Home > Forecasts & Analysis > The Comprehensive Electricity Competition Act: A Comparison of Model Results > Appendix D: NEMS/EMM Model Changes from AEO99

Appendix D: NEMS/EMM Model Changes From AEO99

This appendix discusses enhancements to the Electricity Market Module (EMM) of NEMS that were used in this study but made after completion of the Annual Energy Outlook 1999 in 1998. The key changes involve revisions to the electricity dispatching algorithm, the methodology used to estimate sales growth for capacity planning decisions (demand foresight), and the representation of biomass co-firing. Two of these changes, those for demand foresight and biomass co-firing, were made to represent the assumptions of CECA. The revised dispatching algorithm is an enhancement to the model unrelated to CECA. Testing during its development produced results similar to those for the previous algorithm, with slightly higher interregional trades.

Electricity Dispatch

The Electricity Fuel Dispatch (EFD) submodule determines how to utilize (dispatch) existing generating capacity to meet the demand for electricity at the lowest cost. In the AEO99 version of the EMM, this task was accomplished using a heuristic algorithm which started by ordering plants from lowest to highest cost (typically referred to as merit order) in each region. From the merit order the algorithm chose the capacity needed to meet each region's needs for each season and time of day. After this initial dispatch, the model then compared the costs of unused capacity in contiguous regions to evaluate whether it would be economical to trade power between the regions. If so, the initial dispatch was revised to take advantage of the interregional trade opportunity, subject to transmission constraints. This process has been replaced by an integrated linear programming algorithm that makes dispatch and trading decisions simultaneously.
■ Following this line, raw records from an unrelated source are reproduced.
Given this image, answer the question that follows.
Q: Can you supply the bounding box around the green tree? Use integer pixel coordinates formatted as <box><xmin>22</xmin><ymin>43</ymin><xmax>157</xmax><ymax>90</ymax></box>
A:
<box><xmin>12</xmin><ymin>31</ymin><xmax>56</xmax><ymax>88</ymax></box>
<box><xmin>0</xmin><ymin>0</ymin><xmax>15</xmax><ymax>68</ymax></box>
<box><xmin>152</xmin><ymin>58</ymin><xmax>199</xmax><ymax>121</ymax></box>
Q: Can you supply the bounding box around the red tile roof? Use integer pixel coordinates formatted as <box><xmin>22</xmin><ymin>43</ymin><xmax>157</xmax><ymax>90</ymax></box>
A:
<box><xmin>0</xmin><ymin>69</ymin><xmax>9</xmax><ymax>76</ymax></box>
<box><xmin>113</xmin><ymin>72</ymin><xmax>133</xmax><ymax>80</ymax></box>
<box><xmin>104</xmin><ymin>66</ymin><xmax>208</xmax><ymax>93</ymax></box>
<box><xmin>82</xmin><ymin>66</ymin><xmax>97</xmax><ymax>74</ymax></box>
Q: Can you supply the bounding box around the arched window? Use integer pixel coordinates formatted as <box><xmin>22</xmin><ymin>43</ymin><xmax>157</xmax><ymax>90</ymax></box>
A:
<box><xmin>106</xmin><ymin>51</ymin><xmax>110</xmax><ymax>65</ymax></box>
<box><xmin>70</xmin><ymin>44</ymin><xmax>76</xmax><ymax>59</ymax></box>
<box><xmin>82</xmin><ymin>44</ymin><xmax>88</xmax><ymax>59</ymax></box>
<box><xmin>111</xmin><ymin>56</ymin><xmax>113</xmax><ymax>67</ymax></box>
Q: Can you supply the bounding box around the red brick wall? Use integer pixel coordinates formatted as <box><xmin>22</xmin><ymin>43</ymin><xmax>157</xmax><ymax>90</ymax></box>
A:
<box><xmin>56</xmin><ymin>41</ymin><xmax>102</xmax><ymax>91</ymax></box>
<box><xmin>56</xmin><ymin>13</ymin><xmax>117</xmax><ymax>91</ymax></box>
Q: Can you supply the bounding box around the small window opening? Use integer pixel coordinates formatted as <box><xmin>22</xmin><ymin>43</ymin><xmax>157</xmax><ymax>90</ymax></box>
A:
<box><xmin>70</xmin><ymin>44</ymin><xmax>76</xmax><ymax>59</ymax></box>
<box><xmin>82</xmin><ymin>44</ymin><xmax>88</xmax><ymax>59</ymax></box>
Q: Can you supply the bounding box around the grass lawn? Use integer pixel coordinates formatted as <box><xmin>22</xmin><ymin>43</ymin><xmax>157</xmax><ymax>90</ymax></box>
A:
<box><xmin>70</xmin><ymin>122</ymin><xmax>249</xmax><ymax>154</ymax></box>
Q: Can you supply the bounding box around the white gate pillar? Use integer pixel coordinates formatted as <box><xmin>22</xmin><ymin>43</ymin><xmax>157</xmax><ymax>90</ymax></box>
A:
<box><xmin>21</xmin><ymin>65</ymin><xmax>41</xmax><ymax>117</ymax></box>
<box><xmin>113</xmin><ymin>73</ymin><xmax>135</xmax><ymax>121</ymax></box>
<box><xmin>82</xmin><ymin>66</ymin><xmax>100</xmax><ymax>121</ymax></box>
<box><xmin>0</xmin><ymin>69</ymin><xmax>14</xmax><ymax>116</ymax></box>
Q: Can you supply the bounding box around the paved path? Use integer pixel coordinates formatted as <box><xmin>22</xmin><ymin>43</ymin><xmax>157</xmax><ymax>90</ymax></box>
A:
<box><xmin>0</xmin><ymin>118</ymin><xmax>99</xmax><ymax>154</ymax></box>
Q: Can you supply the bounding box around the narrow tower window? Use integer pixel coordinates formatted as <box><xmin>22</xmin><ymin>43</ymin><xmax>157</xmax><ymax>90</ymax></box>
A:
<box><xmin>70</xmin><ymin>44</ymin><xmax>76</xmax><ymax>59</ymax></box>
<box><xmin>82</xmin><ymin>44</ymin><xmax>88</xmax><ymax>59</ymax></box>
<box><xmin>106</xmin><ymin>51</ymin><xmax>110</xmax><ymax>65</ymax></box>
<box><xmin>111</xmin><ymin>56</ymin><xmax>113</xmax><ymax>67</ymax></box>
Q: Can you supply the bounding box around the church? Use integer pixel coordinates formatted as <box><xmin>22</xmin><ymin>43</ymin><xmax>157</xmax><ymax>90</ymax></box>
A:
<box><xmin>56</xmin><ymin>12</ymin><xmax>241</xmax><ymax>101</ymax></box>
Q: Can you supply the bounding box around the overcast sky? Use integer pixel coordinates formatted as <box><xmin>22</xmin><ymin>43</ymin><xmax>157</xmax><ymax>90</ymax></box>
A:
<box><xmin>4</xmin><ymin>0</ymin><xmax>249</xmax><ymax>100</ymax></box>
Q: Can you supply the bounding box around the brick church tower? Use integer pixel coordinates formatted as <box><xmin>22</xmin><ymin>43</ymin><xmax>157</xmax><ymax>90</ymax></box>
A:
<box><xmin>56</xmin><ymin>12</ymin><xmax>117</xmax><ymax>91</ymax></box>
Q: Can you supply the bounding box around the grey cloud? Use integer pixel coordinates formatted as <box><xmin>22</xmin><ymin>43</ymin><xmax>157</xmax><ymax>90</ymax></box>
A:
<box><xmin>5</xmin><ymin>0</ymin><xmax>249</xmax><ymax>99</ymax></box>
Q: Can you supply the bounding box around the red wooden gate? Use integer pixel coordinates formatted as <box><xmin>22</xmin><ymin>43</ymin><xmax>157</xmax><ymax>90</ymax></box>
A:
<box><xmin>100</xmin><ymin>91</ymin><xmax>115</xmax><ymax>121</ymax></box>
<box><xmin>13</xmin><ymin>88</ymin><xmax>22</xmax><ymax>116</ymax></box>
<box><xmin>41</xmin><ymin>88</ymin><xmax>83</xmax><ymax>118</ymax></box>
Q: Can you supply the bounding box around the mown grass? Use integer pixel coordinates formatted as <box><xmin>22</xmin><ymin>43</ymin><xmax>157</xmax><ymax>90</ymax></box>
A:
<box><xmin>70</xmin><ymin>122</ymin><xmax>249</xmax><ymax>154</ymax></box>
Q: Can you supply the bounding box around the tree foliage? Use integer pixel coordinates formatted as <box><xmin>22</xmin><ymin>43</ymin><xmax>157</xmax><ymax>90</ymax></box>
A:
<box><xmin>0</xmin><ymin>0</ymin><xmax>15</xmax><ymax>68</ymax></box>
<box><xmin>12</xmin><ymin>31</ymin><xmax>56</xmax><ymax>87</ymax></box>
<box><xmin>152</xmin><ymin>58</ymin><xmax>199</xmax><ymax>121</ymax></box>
The linear program provides a least-cost solution for all regions simultaneously, given fuel prices, plant availabilities, and interregional transmission constraints. Whereas the previous model solved for each region independently, the linear program provides unique solutions for all NERC regions and each of the 108 time slices. Certain technologies, such as hydroelectric power, solar thermal and photovoltaic power are not merit-order dispatched and are treated outside the linear programming structure by assuming they operate at a fixed capacity factor. The replacement of the heuristic algorithm with a linear program was done to improve the model's representation of competitive electricity markets, allowing multiregion power trades where they are economical.

Demand Foresight

Before making decisions about how much and what type of new capacity to build, the Electricity Capacity Planning (ECP) submodule of the EMM needs an estimate of what consumers' demand for electricity will be in the future. The demand growth projections--often referred to as demand foresight--together with fuel price and generating technology cost and performance information, are critical in capacity planning decisions. In AEO99, future demand growth expectations were based on the average growth over the previous 3 years. This algorithm tended to yield somewhat volatile projections, because the use of electricity in any given year--or short period of years--can be dramatically affected by weather and business cycles. For example, a mild weather year followed by 2 years of normal or warmer than normal weather together with strong economic growth could lead to unrealistically high demand growth projections in the ECP. This algorithm has been revised to provide a smoother trajectory in the years immediately following the historical period. The demand foresight algorithm now uses exponential smoothing of the previous period's growth rates to create a growth rate for the planning horizon. An average historical growth rate was chosen, rather than the actual value derived from the year-to-year variation in demand.

Biomass Co-firing

In the AEO99, NEMS did not have the ability to allow coal plants to choose to co-fire with biomass fuel if it was economical. Several studies have reported that coal plants can burn a small amount (typically a few percent of their total fuel input) of biomass in place of coal without having to make significant capital expenditures. In addition, several bills in the Congress include incentives to encourage biomass co-firing in coal plants. As a result, the capability to represent biomass co-firing has been added to both the ECP and EFD submodules. Co-firing coal plants with biomass is now an additional option available in the ECP. The biomass fuel share chosen by the ECP is communicated to the EFD, and for those units dispatched, the fuel choice is adjusted accordingly.